Nous arrivons en Suisse en pleine crise du COVID, les règles sont très strictes et cela rajoute du stress à l’angoisse. J’arrive dans le cabinet du gynécologue qui prend le relais de mon dossier, avec les résultats de la biopsie réalisée en Grèce. Mon mari m’accompagne, nous sommes tous les deux silencieux.
J’espère toujours que le gynécologue jettera le papier à la poubelle et me dira que c’est une erreur. Il nous invite à nous asseoir en face de lui et nous accueille avec un air grave et rassurant à la fois :
— Qu’est-ce que je peux faire pour vous ?
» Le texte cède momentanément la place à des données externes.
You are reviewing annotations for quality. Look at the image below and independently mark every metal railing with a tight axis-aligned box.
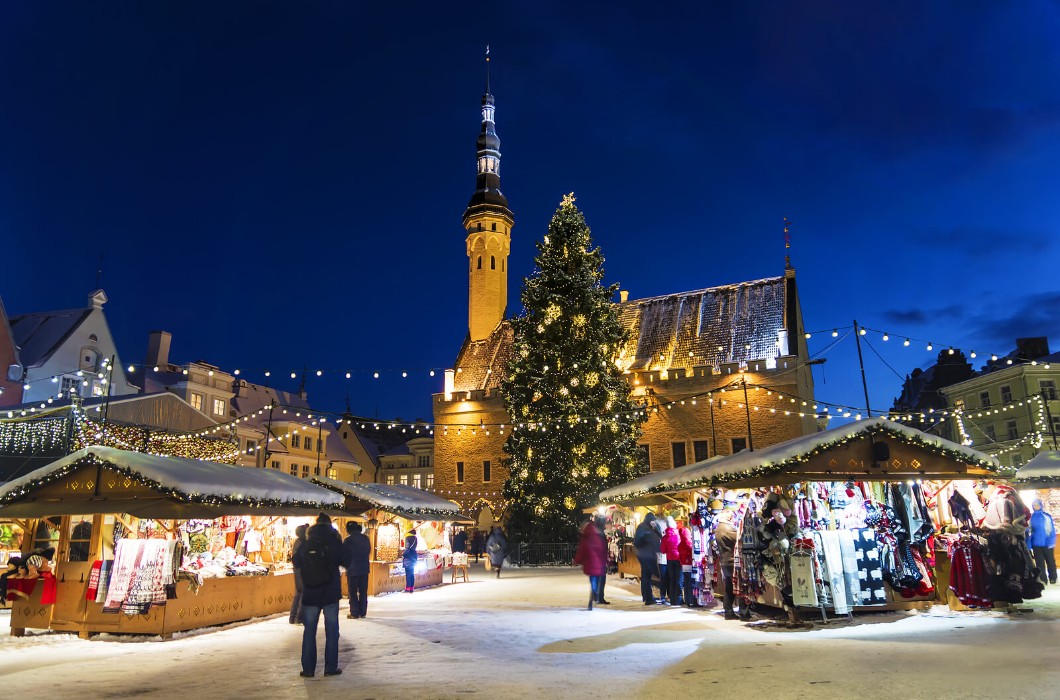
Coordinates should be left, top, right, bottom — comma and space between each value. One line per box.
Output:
506, 542, 578, 566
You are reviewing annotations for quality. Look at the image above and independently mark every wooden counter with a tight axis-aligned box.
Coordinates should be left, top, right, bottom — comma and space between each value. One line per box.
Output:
11, 562, 295, 638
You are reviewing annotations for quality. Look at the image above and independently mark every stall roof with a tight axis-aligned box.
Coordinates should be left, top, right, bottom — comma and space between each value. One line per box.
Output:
600, 418, 1001, 504
310, 476, 474, 523
1012, 450, 1060, 488
0, 445, 343, 519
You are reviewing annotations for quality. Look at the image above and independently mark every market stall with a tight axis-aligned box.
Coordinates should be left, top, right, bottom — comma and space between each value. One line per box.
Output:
0, 447, 342, 637
1012, 450, 1060, 564
311, 477, 475, 595
600, 418, 1036, 614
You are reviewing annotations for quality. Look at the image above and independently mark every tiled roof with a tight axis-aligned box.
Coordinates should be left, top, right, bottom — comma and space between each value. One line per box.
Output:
618, 277, 794, 369
11, 309, 92, 367
453, 321, 514, 391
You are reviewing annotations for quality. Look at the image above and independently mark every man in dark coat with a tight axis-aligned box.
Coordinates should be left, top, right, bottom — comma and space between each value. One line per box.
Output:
633, 513, 660, 606
342, 520, 372, 619
294, 513, 350, 678
714, 510, 750, 619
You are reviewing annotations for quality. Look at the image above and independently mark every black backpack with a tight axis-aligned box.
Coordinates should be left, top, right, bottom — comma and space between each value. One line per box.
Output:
300, 540, 335, 588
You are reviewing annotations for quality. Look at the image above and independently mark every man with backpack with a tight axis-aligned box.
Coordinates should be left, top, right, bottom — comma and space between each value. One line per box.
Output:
294, 513, 350, 678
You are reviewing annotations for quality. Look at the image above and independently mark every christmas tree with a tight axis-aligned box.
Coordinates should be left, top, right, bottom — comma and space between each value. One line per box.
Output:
502, 194, 644, 542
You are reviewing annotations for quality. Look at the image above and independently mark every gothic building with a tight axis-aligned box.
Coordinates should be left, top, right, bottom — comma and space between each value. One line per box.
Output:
434, 72, 817, 526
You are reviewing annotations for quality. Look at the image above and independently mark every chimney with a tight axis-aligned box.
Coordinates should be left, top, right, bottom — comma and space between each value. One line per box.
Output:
145, 331, 173, 369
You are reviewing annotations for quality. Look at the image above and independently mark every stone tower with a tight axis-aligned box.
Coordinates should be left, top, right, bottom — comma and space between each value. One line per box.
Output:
463, 50, 515, 342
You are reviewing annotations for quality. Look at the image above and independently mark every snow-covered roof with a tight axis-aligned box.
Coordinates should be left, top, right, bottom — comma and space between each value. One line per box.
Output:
310, 476, 462, 520
0, 445, 343, 517
600, 418, 1001, 502
1012, 450, 1060, 487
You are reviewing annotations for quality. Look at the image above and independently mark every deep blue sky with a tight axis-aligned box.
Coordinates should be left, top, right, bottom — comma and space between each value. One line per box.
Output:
0, 0, 1060, 418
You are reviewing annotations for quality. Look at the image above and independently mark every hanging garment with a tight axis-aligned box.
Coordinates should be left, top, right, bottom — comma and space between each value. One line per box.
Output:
814, 530, 850, 615
851, 527, 887, 606
789, 539, 818, 608
950, 536, 993, 608
837, 530, 861, 606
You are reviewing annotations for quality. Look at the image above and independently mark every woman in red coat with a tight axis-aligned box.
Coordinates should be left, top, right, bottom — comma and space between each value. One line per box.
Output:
677, 525, 693, 608
575, 520, 607, 610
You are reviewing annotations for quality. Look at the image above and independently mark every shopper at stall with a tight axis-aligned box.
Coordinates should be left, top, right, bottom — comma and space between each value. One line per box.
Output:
677, 525, 699, 608
287, 525, 310, 625
471, 527, 484, 564
401, 530, 420, 593
573, 520, 607, 610
485, 525, 508, 578
1027, 498, 1057, 583
342, 520, 372, 619
661, 515, 681, 606
714, 510, 740, 619
633, 513, 660, 606
294, 513, 350, 678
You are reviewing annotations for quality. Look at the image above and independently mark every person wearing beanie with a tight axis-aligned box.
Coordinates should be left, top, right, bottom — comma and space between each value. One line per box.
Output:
660, 515, 681, 606
633, 512, 660, 606
342, 520, 372, 619
293, 513, 350, 678
1027, 498, 1057, 583
401, 530, 420, 593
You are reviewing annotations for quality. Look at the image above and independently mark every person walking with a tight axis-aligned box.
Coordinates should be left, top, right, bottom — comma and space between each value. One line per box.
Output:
287, 525, 310, 625
677, 525, 699, 608
471, 527, 482, 564
714, 510, 744, 619
1027, 498, 1057, 583
295, 513, 349, 678
485, 525, 508, 578
661, 515, 681, 606
401, 530, 420, 593
453, 529, 467, 554
342, 520, 372, 619
633, 512, 661, 606
573, 520, 607, 610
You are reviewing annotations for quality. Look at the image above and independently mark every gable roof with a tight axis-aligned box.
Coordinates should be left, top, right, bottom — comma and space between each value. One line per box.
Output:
618, 277, 794, 370
600, 418, 1001, 502
11, 308, 92, 367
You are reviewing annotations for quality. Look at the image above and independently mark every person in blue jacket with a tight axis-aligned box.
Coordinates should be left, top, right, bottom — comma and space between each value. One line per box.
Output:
1027, 498, 1057, 583
293, 513, 350, 678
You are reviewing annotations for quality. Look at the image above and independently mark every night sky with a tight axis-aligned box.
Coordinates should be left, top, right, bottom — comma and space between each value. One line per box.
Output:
0, 0, 1060, 419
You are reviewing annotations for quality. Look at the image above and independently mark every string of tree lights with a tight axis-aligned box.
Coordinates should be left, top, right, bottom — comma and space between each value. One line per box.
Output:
805, 325, 1049, 369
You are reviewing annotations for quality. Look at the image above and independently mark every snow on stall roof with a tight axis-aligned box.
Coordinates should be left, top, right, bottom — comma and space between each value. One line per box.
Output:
311, 476, 460, 515
600, 418, 1001, 502
1013, 450, 1060, 487
0, 445, 343, 507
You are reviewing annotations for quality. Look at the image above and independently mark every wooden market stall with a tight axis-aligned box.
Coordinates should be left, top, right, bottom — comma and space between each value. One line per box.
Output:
311, 477, 475, 595
600, 418, 1021, 611
0, 445, 342, 637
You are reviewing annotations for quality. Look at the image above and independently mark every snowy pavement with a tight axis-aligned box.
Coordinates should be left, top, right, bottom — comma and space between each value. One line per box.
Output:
0, 565, 1060, 700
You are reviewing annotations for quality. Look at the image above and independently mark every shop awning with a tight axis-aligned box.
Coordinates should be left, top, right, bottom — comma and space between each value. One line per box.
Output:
310, 476, 475, 524
600, 418, 1001, 504
1012, 450, 1060, 488
0, 445, 343, 520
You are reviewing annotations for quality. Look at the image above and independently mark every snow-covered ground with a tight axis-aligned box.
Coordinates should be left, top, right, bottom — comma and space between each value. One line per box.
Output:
0, 565, 1060, 700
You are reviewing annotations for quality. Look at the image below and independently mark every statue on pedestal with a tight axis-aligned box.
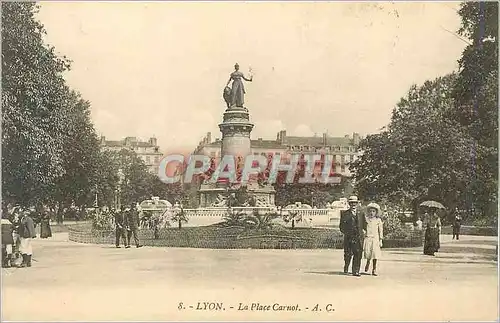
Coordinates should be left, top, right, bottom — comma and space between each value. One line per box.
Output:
223, 63, 253, 109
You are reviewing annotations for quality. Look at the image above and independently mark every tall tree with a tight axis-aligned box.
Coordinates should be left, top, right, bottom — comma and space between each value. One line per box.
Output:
2, 2, 71, 204
353, 74, 469, 214
450, 2, 498, 218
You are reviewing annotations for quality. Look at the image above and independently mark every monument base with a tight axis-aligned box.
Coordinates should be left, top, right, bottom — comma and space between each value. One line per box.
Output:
198, 183, 276, 207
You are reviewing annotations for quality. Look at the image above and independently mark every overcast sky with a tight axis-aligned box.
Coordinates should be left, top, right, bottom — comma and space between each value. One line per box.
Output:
39, 2, 465, 152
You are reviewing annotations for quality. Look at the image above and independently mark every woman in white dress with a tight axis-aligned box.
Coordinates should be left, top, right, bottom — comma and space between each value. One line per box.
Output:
363, 203, 384, 276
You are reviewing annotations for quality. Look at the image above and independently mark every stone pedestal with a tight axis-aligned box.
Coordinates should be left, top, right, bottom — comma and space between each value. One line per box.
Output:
199, 107, 275, 207
219, 107, 254, 159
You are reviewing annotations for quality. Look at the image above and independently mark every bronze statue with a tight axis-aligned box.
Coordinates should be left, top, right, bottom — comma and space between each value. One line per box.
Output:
223, 63, 253, 108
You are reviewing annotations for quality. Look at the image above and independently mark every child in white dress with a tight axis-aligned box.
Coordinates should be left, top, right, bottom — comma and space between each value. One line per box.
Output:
363, 203, 384, 276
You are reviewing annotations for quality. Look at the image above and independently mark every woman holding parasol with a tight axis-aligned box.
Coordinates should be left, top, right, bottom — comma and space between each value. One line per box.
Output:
420, 201, 445, 256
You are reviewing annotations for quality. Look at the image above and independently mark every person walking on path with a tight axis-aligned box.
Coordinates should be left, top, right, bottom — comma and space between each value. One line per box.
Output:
340, 196, 366, 277
125, 203, 142, 248
451, 208, 462, 240
111, 208, 127, 248
363, 203, 384, 276
424, 208, 441, 256
2, 211, 14, 268
19, 211, 36, 267
40, 209, 52, 239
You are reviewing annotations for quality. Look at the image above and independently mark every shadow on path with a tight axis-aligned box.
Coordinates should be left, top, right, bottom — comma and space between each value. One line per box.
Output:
305, 271, 351, 276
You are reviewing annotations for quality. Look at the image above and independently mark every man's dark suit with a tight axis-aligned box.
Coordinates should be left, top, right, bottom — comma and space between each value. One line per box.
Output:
112, 210, 127, 247
125, 208, 140, 248
340, 209, 366, 274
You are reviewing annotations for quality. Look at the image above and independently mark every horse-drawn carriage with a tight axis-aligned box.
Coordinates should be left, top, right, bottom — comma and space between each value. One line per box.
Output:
139, 197, 172, 230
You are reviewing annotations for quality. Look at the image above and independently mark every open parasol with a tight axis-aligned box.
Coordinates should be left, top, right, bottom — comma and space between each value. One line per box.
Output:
420, 201, 446, 209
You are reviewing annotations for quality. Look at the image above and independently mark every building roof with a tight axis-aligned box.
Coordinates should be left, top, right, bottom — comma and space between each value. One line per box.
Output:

Comme si la situation était normale. Son air décontracté me donne presque envie de rire, mais je ne peux pas, j’ai quand même un cancer, c’est absurde. Il est tellement calme que je suis déstabilisée. J’étais prête à pleurer, mais son attitude me rassure profondément. Il n’en fait pas une tragédie, je sens que je suis entre de bonnes mains avec lui.